The home equity industry has experienced tremendous growth in the 1990s. The growth has provided a critical service to millions of Americans- a service of which we in the industry can be justly proud.
Home equity lenders provide financing for many individuals who would otherwise not have access to credit. We provide a way for them to unlock the value of their homes, and to obtain loans at reasonable rates when the conforming market will not lend to them.
Our loans help borrowers consolidate their debts and reduce their total monthly obligations, get back on their feet after experiencing financial problems, pursue an education, build a business, or otherwise realize their dreams.
Unfortunately, a growing number of community organizers and politicians, looking for a cause that resonates well with their constituents, recently have turned up the volume of their attacks on home equity lending companies as "predatory" lenders.

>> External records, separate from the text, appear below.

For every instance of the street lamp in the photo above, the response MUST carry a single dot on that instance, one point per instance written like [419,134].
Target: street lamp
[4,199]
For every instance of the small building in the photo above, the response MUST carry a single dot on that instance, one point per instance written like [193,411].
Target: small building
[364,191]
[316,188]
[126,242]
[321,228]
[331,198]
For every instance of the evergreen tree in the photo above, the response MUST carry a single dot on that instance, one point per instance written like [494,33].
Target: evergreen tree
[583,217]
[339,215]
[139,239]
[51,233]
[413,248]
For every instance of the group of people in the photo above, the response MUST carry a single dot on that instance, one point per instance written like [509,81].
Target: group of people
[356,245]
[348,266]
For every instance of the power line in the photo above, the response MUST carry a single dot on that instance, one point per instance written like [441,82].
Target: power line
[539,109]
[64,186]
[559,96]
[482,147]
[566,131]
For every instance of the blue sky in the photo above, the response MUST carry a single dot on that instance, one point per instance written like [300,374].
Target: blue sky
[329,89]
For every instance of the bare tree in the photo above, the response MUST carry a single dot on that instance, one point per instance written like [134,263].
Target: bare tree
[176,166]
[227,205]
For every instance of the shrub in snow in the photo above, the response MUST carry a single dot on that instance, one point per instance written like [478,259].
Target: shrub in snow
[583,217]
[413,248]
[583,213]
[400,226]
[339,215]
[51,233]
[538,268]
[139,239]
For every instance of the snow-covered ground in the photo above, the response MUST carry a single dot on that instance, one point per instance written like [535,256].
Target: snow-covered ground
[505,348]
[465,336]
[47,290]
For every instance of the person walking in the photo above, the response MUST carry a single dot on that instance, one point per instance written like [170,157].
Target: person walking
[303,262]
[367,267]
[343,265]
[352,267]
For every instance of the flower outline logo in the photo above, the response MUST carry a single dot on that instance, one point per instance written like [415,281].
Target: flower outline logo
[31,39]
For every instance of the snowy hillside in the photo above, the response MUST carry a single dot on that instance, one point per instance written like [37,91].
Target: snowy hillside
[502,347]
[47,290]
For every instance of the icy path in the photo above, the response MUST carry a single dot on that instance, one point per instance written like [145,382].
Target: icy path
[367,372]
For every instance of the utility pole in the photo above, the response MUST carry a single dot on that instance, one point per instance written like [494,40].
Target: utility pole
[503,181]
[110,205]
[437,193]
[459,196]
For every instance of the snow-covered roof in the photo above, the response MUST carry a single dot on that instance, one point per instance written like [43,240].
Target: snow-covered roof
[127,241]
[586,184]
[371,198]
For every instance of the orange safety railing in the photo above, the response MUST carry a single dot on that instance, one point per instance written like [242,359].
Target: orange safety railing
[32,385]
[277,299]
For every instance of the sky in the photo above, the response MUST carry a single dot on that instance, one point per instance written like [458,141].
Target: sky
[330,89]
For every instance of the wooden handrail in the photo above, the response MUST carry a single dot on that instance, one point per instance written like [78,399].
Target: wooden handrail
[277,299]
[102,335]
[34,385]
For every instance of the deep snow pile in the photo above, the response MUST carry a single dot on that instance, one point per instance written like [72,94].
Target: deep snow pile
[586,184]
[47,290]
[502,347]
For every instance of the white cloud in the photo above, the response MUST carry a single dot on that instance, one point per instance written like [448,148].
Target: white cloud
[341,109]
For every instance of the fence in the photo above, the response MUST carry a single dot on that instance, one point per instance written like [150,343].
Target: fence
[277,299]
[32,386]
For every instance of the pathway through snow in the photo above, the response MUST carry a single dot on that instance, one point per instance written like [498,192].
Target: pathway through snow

One of their favorite accusations is that lenders profit when they foreclose on borrowers' homes and therefore there is a strong incentive for lenders to originate loans they believe will be foreclosed. While we in the industry know this to be false, even ludicrous, the idea has gained widespread acceptance through relentless repetition.
As lenders, we need to redouble our efforts to dispel this myth. We all need to be active in attacking the big lies about our industry.
We need to show clearly that all lenders, whether conforming or nonconforming, lose thousands of dollars on almost every foreclosure. We must drive home the point that lenders want to originate good loans to borrowers who are able to pay and that the longer a loan stays on a lender's books and the longer a borrower remains up-to-date in payments, the more profitable the loan will be.
Everybody-the borrower, the lender, the investor-wins with a good loan, and everybody loses with a bad loan. Therefore, our interests are aligned with the borrower's.
Other accusations we have heard are that subprime lenders prey on the elderly and make loans to people who cannot afford them. We need to remind our critics and their audiences that the facts show otherwise. In a study conducted in 1997, it was found that the median age of the home equity borrower is 48, compared to 51 for all U.S. homeowners. The median income of all subprime borrowers was $34,000 compared to $37,000 for all homeowners. In fact, 25% of all subprime borrowers have annual household incomes exceeding $50,000.
It is not enough for us to know ourselves that the industry is misunderstood. We must actively demonstrate that we are on the side of customers. In addition to serving their financing needs in a legal and ethical manner, we must stand alongside those who are genuinely seeking to stamp out lending abuses while at the same time keeping this valuable source of financing available.
Delta is a strong proponent of such initiatives.
In addition to effectively dealing with false accusations regarding how we source our loans, we must look inward and make sure that we have truly learned what I call the Three Key Lessons of 1998: Be conservative. Be conservative. And be conservative.
Obviously, 1998 was a year when the sector went through quite a bit of turmoil. Those who came out of the crisis in good shape, including Delta, did so largely because they made conservative choices in the face of the tremendous opportunities for growth over the past decade.
At Delta, we maintained a strong balance sheet, had strong credit quality and sound collateral performance, stuck to our knitting by not originating unproven products, and continued to conservatively manage our business by not sacrificing credit quality for the sake of growth.
These things are what drew the confidence of investors to continue to buy Delta's asset-backed securities and for the company's lenders to continue to provide-and offer more-warehouse facilities. If not for our focus on originating good loans, we would not have been able to survive the turmoil as well as remaining profitable.
We at Delta truly believe that the future for this industry remains bright. Our 17 years of success through thick and thin shows that a conservative business model, with strict underwriting and a strong focus on credit quality, indeed makes sense. We believe we will profit, and so will our customers and investors. Working with the regulators and legislators in good faith to improve the business will only facilitate the continued success that we believe is in store for this industry.